June 07, 2018

Hereditary

Okra again ... ?

Grade: B
Director: Ari Aster
Starring: Toni Collette, Gabriel Byrne, Alex Wolff, Milly Shapiro, and Ann Dowd
MPAA Rating: R
Running Time: 2 hr. 7 min.

Horror films have long plumbed the dark recesses of womanhood. In an industry where women haven’t historically been afforded equal opportunities, a litany of actresses have earned the limelight portraying vulnerable protagonists, preyed upon by sinister, sometimes supernatural forces serving as allegory for sundry societal woes, from patriarchal oppression to sexual repression. The roster includes Jamie Lee Curtis in Halloween, Mia Farrow in Rosemary’s Baby, Sissy Spacek in Carrie, and Catherine Deneuve in Repulsion. I thought Essie Davis deserved an Oscar four years ago for her lead performance in The Babadook.

Add Toni Collette to the long roster of horror heroines in Hereditary, as she gives a career tour de force as the psychologically tormented daughter of a deceased, unkind matriarch. For his salutatory genre entry, director Ari Aster blends the specter of women as victim with Asian horror, which is more steeped in depictions of the monstrous-feminine.

The film opens with an obituary, and the cloud of death never relents over the entire ensuing two-plus hours. It’s clear from the jump that Annie (Collette) was estranged from her recently deceased mother, unlike Annie’s dead-eyed youngest daughter, Charlie (Milly Shapiro). Annie’s older son, Peter (Alex Wolff), appears haunted by some hidden grievance, while Steve (Gabriel Byrne), Annie’s suffering husband, just wants a family that’s normal and together.

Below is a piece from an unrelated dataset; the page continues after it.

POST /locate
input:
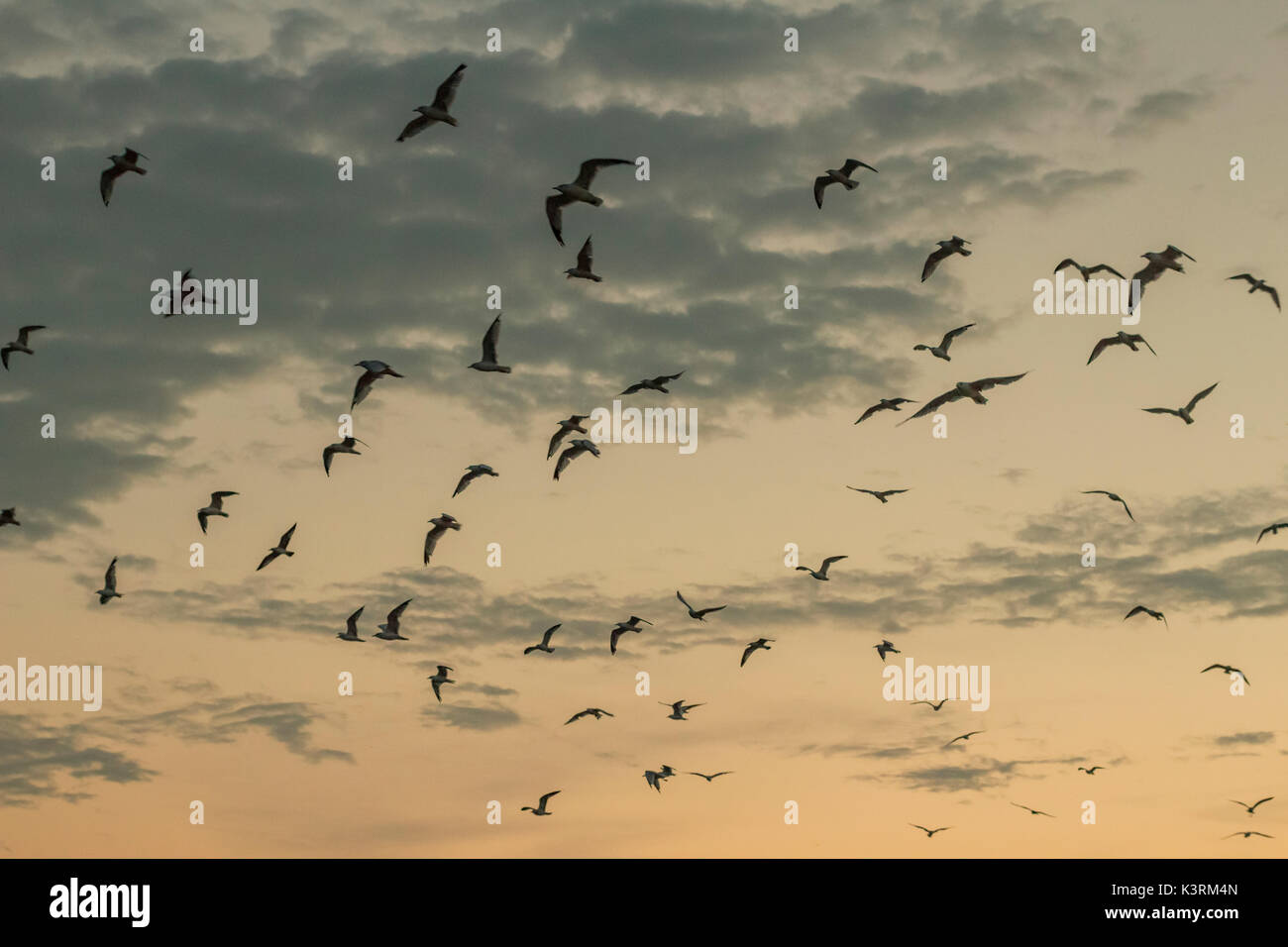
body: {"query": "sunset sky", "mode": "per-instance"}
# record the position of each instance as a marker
(222, 682)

As Annie busies herself making macabre miniatures that reflect real life, Aster gradually pulls the threads of her tortured psyche, revealing a long family history of psychological anguish that might just be Annie’s birthright. Unspeakable tragedies (past and present) cast Annie into further emotional breakdown, with the lone mystery being her culpability in the family’s crippling, spiraling dysfunction.

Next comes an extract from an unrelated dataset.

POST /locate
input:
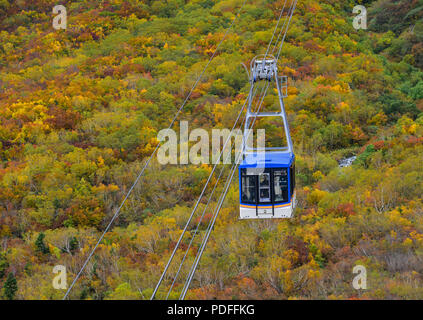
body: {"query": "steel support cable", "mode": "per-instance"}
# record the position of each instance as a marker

Many traditional horror tropes are fully deployed: the occult, the poisoned bloodline, mental illness, familial angst, spiritualism, and just a dash of sexual damnation. It’s all stuffed into an eclectic package whose mood borrows heavily from both K-horror and Hammer-esque Victorian Gothic. Other obvious visual and thematic influences range from Kubrick’s The Shining to The Innocents, in which Deborah Kerr played another woman who fears that evil has infected the family in her care. Aster doesn’t lean on many easy cheats like jump scares and creaky floors. Instead, he saturates the screen with a measured, unrelenting foreboding. Instead of shrieks and screams, Aster knows he can exact more dread from his audience by repeating the sound of Charlie clucking her tongue.

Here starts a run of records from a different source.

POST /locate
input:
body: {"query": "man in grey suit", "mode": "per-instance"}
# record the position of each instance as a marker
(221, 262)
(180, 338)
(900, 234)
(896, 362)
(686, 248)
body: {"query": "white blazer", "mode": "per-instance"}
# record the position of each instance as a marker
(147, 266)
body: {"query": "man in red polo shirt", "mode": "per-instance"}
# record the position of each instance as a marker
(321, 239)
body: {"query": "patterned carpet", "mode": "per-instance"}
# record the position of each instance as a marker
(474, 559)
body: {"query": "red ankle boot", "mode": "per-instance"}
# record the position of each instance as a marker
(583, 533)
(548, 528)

Wolff deserves much merit for his turn as a teenager trying, and failing, to cope with the fallout of a mad (in every way) mother and the horrible aftereffects of a meddling apparition—Peter’s drained, beleaguered visage ultimately mirrors us all. But it’s Collette who sensationally channels an innumerable array of emotions, from sorrow to anger, lunacy, and even farce. The final act teeters on the edge of Grand Guignol overload, and allusions to the occult become too tangible, undercutting the otherwise complex characters studies. But it all ends without mercy or redemption, just like a good horror film should. As the film’s title suggests, Hereditary passes down its sense of fright, and we’re all the beneficiaries.